Quinn established his political profile with petition drives and an unsuccessful attempt to give citizens the power to recall public officials. He organized successful drives to reduce the size of the state legislature and to create a utility watchdog agency. To draw attention, Quinn often held press conferences on Sundays, typically a slow news day.
Small Donations
Quinn eschews large political donations. A fundraiser tonight at a Chicago restaurant will cost $100 a person, according to Taxpayers for Quinn, his political organization. In the 2008 campaign cycle, when neither sought election, Quinn raised $259,457 and Blagojevich took in $4.3 million, according to the Illinois Campaign for Political Reform in Chicago.

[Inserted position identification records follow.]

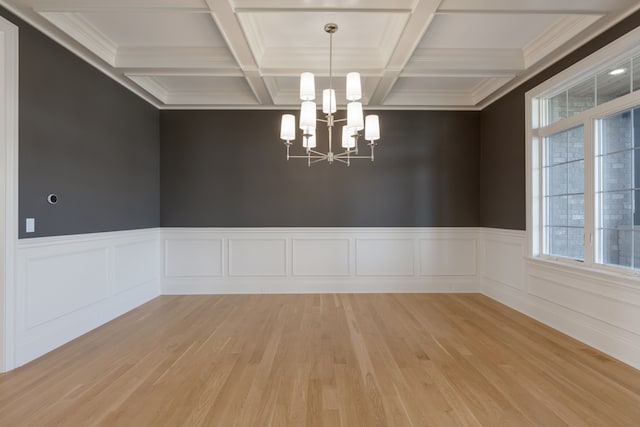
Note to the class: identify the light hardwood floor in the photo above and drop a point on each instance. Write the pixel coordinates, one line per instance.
(331, 360)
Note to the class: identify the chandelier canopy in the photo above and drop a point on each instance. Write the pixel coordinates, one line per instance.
(350, 131)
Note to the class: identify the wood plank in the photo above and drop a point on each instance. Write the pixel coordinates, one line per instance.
(323, 360)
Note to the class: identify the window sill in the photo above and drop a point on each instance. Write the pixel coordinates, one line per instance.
(629, 280)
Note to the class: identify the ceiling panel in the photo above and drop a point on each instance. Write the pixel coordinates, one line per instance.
(424, 54)
(168, 29)
(478, 31)
(325, 4)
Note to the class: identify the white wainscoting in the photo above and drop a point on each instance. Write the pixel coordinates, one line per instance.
(68, 285)
(304, 260)
(599, 309)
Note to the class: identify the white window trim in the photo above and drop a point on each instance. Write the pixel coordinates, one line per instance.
(622, 48)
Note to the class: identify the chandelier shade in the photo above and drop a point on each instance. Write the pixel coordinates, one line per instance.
(353, 123)
(307, 87)
(354, 90)
(372, 128)
(329, 101)
(288, 127)
(348, 140)
(308, 115)
(354, 116)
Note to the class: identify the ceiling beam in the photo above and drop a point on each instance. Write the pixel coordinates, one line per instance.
(61, 6)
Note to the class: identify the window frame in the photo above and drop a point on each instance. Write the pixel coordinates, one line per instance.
(536, 130)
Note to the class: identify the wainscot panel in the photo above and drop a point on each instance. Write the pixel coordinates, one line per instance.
(303, 260)
(599, 309)
(69, 285)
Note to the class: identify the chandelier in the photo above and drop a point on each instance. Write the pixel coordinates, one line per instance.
(350, 131)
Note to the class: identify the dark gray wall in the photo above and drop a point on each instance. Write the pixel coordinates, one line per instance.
(502, 154)
(228, 169)
(86, 138)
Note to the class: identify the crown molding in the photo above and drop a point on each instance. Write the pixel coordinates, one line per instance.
(487, 87)
(569, 46)
(149, 84)
(84, 33)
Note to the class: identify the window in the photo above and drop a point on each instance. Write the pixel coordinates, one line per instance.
(564, 193)
(618, 189)
(584, 161)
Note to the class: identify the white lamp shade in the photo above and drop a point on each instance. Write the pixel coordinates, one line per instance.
(309, 142)
(307, 87)
(354, 89)
(372, 128)
(329, 102)
(288, 127)
(308, 131)
(348, 141)
(354, 116)
(308, 115)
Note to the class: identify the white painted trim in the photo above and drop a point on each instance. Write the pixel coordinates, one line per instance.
(9, 201)
(572, 45)
(270, 261)
(599, 308)
(554, 37)
(86, 34)
(69, 285)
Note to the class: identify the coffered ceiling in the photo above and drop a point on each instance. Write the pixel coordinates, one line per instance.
(428, 54)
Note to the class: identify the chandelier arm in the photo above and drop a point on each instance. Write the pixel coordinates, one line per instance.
(323, 157)
(318, 160)
(341, 156)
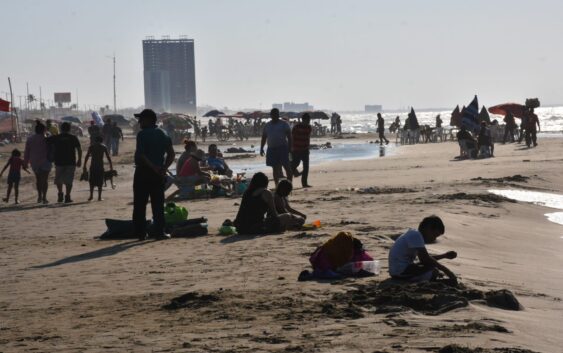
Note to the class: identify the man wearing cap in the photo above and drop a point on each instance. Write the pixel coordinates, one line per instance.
(278, 135)
(153, 155)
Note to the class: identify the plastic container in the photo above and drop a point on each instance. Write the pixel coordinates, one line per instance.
(354, 267)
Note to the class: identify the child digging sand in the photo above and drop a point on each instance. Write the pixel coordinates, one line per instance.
(14, 175)
(296, 218)
(411, 245)
(96, 176)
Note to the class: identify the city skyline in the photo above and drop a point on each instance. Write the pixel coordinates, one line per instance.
(331, 54)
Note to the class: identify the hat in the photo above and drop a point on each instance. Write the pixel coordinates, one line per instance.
(146, 113)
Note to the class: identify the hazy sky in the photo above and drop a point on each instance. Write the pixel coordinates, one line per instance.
(332, 54)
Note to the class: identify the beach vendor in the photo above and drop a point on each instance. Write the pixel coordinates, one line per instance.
(412, 245)
(257, 213)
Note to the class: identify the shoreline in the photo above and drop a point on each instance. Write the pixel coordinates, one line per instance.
(80, 294)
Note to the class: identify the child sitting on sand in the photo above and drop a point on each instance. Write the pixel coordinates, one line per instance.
(14, 174)
(411, 245)
(296, 218)
(329, 258)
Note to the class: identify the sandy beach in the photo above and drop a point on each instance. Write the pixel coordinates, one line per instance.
(62, 290)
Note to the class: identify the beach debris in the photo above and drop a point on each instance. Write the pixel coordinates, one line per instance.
(454, 348)
(191, 300)
(515, 178)
(503, 299)
(488, 198)
(429, 298)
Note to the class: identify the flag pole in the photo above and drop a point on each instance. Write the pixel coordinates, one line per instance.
(15, 121)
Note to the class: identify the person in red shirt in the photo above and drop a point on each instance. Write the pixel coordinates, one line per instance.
(14, 175)
(301, 136)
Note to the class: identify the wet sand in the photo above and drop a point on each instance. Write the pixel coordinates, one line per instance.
(62, 290)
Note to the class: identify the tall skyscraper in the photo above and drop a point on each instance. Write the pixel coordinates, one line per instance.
(169, 69)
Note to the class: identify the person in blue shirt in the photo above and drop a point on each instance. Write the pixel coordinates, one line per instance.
(216, 163)
(153, 155)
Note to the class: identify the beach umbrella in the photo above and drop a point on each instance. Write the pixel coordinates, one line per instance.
(71, 119)
(213, 113)
(484, 115)
(469, 115)
(516, 109)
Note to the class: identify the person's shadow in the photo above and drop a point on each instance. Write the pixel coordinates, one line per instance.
(108, 251)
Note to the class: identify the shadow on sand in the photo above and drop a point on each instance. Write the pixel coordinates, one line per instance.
(108, 251)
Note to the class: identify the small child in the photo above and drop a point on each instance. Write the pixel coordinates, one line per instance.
(411, 245)
(14, 175)
(283, 190)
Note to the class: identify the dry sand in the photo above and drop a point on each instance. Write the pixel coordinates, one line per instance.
(62, 290)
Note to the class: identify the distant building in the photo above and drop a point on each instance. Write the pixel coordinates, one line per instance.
(169, 70)
(373, 108)
(293, 107)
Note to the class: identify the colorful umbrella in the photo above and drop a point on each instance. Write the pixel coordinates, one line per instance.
(502, 109)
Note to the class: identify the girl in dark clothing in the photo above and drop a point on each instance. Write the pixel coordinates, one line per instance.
(257, 213)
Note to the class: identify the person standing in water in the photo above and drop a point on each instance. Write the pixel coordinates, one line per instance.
(381, 129)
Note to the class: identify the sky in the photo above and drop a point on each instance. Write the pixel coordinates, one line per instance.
(337, 55)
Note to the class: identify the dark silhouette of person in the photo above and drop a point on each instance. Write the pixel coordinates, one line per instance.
(153, 155)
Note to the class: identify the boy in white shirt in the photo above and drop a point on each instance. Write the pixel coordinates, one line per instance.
(411, 245)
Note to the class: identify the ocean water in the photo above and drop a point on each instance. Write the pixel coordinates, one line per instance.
(551, 119)
(538, 198)
(339, 152)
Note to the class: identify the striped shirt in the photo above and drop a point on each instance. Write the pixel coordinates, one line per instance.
(301, 135)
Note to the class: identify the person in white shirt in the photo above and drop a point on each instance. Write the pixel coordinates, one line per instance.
(412, 244)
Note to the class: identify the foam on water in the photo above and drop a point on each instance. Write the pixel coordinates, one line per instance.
(551, 119)
(538, 198)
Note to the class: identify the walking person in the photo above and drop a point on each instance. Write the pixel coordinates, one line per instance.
(153, 155)
(65, 147)
(531, 122)
(381, 129)
(278, 135)
(36, 153)
(116, 136)
(14, 175)
(97, 151)
(301, 136)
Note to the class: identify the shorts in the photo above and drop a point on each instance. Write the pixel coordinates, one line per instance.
(44, 167)
(416, 273)
(14, 177)
(277, 156)
(96, 177)
(64, 174)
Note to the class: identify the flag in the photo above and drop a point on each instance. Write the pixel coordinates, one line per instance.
(469, 116)
(4, 105)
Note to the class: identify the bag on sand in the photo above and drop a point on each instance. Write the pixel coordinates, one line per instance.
(174, 214)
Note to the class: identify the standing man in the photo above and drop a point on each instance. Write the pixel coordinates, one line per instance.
(65, 147)
(381, 129)
(116, 135)
(153, 155)
(278, 135)
(301, 135)
(509, 127)
(531, 122)
(106, 131)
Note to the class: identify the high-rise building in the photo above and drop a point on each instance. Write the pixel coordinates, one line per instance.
(169, 70)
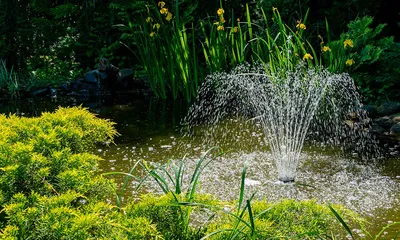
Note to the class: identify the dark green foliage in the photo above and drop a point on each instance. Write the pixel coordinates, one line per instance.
(375, 60)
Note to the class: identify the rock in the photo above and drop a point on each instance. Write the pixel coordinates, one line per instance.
(395, 117)
(375, 128)
(395, 130)
(388, 108)
(385, 122)
(370, 110)
(125, 75)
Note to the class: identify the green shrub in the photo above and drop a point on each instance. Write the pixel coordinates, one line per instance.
(71, 216)
(43, 154)
(49, 188)
(165, 212)
(288, 219)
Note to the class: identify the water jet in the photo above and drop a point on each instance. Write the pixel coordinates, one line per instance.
(290, 107)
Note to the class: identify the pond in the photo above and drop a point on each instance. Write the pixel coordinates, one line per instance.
(151, 131)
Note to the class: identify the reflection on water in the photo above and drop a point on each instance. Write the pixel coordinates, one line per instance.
(150, 131)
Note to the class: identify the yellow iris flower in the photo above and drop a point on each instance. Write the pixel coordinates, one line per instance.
(348, 42)
(164, 10)
(307, 56)
(157, 25)
(326, 49)
(161, 4)
(350, 62)
(301, 25)
(168, 17)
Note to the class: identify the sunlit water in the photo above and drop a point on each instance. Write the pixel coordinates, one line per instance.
(150, 131)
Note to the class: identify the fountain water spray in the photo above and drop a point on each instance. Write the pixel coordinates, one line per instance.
(289, 107)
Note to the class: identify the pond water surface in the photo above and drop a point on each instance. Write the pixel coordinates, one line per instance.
(151, 131)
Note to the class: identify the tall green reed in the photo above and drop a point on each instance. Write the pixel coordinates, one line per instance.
(281, 47)
(223, 47)
(184, 198)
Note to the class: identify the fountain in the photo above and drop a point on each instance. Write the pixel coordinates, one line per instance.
(289, 107)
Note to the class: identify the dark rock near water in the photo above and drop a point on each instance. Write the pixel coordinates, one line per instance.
(375, 128)
(370, 110)
(388, 108)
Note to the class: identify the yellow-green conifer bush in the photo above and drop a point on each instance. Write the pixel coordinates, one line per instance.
(49, 188)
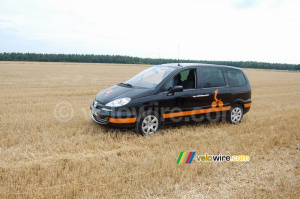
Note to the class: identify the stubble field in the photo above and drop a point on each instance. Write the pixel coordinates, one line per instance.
(45, 155)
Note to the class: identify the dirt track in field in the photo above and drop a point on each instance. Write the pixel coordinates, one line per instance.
(42, 156)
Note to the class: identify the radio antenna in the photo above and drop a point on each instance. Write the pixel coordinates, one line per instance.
(178, 55)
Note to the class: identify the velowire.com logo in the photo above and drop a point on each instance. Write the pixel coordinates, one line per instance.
(187, 158)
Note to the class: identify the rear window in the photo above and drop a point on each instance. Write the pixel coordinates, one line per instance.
(235, 77)
(213, 77)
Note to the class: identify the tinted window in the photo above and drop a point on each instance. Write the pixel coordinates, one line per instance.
(235, 77)
(213, 77)
(151, 77)
(186, 79)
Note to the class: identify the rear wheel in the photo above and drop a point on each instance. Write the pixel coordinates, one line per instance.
(148, 123)
(235, 114)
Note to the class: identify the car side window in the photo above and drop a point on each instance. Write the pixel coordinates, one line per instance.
(187, 79)
(212, 77)
(235, 77)
(168, 86)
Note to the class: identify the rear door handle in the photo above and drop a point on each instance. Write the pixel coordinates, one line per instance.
(195, 96)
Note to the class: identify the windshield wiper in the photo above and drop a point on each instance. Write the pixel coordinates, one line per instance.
(125, 84)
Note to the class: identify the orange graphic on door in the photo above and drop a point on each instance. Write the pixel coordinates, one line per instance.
(217, 102)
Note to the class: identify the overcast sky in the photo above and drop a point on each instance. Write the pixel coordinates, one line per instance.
(247, 30)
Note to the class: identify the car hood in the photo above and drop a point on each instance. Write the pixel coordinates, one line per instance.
(116, 92)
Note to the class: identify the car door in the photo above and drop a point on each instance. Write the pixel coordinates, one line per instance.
(215, 93)
(180, 104)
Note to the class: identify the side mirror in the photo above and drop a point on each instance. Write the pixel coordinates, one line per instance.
(175, 89)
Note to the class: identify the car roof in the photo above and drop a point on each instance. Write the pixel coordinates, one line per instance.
(184, 65)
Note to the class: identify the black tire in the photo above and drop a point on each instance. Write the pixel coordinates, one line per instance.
(143, 128)
(235, 114)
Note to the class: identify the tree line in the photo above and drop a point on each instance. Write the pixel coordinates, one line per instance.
(91, 58)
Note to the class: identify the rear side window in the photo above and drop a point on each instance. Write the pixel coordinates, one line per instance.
(213, 77)
(235, 77)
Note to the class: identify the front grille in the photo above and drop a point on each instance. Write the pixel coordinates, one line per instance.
(97, 104)
(100, 119)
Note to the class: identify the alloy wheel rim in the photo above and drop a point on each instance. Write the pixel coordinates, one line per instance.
(236, 115)
(150, 124)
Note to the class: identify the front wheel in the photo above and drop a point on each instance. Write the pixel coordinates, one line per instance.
(148, 123)
(235, 114)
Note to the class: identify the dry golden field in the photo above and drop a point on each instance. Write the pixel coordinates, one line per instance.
(44, 157)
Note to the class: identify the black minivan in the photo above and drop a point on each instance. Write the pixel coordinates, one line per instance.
(174, 93)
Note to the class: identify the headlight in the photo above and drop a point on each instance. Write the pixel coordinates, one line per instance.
(119, 102)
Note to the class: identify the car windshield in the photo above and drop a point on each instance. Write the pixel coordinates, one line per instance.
(151, 77)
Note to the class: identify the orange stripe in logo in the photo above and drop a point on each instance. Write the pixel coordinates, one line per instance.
(194, 112)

After attending Fenwick High School, Quinn earned an international economics degree from Georgetown University in Washington.
He got his start in politics as an aide to former Governor Dan Walker, who walked across the state to attract attention and won office in 1972 as an opponent of former Chicago Mayor Richard J. Daley’s political machine. Walker later was convicted of fraud involving a savings and loan.
In 1980, Illinois voters approved Quinn’s so-called Cutback Amendment, reducing the state House’s size by one-third, to 118 seats. The measure earned him enemies in the state establishment, which saw its influence reduced.
‘Death-Defying Experience’
It was Chicago Sun-Times columnist Thomas Roeser who compared him, in 2003, to Debs, Jones and Nader, a perennial presidential candidate. “Sometimes it could be a death-defying experience to get between Pat and a microphone,” his friend Brandt joked.
During Quinn’s four years as state treasurer, he earned $848 million in investment income for the state, according to his official biography. He was elected lieutenant governor in 2002 and 2006.
A Quinn administration would be a stylistic shift from Blagojevich, a detached manager who often jogged during office hours, Wheeler said. Without inviting the press, Quinn made a point of attending the funerals of Illinois soldiers killed in Iraq and Afghanistan, Wheeler added.
“With Pat, there are no hidden agendas,” said David Lundy, board secretary of the Better Government Association, a group founded in 1923 at the height of Mafia influence in Chicago. “It’s all right out there for the world to see. That’s a quality that some people admire about him and others find frustrating.”